Но каждый вечер, он проигрывал эти вопросы заново, и вновь возникали варианты…и вновь лилась его великолепная, отшлифованная годами, речь в защиту Иисуса Христа. И ничего он не мог с собой поделать. Это была его духовная жизнь. Это была его истинная сущность, скромного адвоката уголовников.
А надо было еще мысленно сопровождать своего подзащитного к римскому прокуратору Понтию Пилату. Он уже не мог выступать в роли официального защитника, он просто отмечал, что же можно было сделать для Иисуса? Он даже видел эту картину перед собой, как ФИЛЬМ: Обвинение в богохульстве вдруг превращается в подстрекательство к мятежу. И Пилат, чувствуя явную подтасовку в обвинении и ложь, вначале пытается Иисуса освободить, заменив смертную казнь его телесным наказанием.

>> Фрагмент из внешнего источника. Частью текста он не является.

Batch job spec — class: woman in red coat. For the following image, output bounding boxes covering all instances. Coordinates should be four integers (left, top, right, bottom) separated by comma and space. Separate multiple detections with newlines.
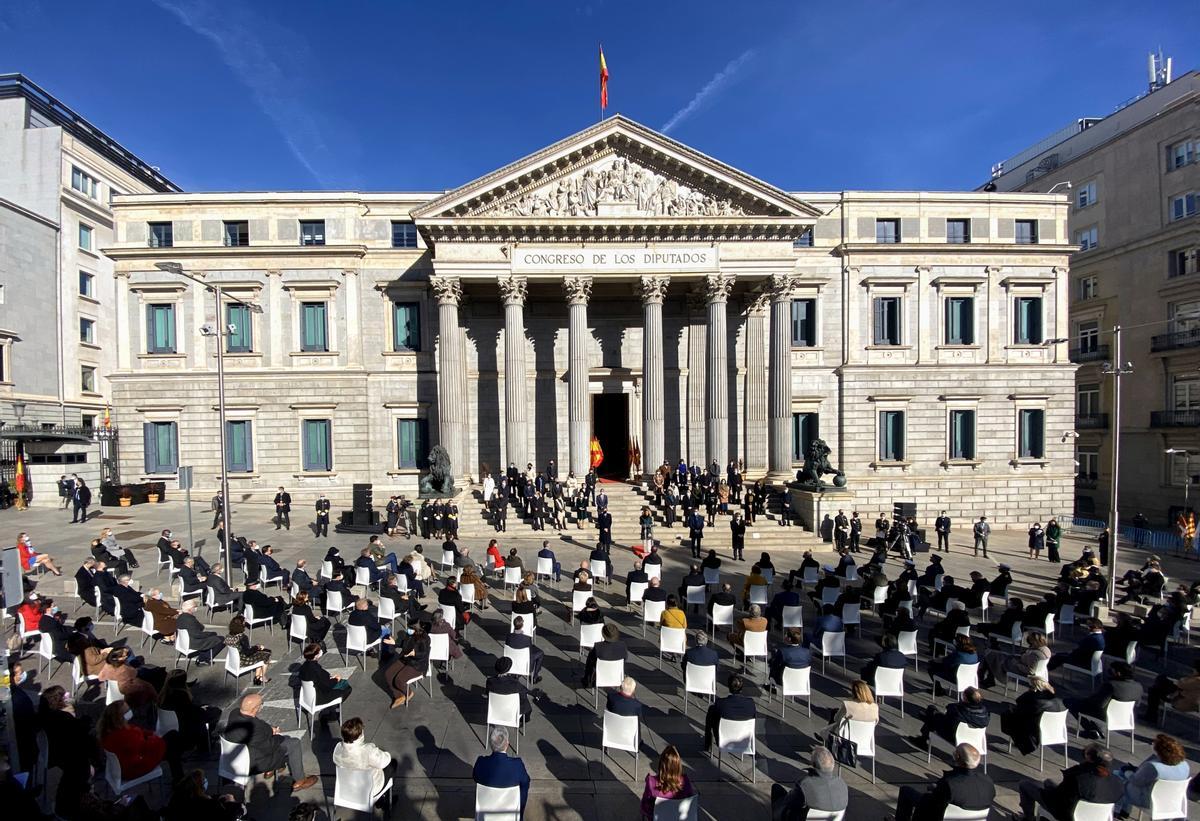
96, 700, 167, 781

«Разве вам этого мало?» Но оказалось, мало… и Пилат не может рисковать отношениями с иудеями. Он просто испугался. Можно ли судить Пилата за этот поступок? Вряд ли… когда на весы ставится совесть и свое благополучие, люди частенько выбирают второе. Что может сказать Пилату, он, Егоров? Взывать к совести? Или начать проповедовать ему? Наверное, да. И то, и другое, если хочешь спасти Иисуса Христа…если бы была хоть малейшая возможность.

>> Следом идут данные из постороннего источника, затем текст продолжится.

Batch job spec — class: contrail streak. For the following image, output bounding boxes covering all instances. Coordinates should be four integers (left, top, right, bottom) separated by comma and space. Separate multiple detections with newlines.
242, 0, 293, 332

Иисус был невиновен. Но он, Егоров, представитель закона, ничего не смог бы изменить в этом судилище. Все было предрешено. Все было так задумано изначально, урок любви и смирения против несправедливости человеческой.
Но почему же он каждый вечер, вновь открывал толмуты иудейских законов и снова начинал в уме прокручивать речь защитника Иисуса?
Я намеренно не смотрела мощные материалы юристов по поводу судилища над Иисусом, иначе рассказ бы превратился в научный труд, а он должен быть простым и незатейливым. Поэтому простите за неквалифицированность. Здесь важнее для меня само умонастроение героя.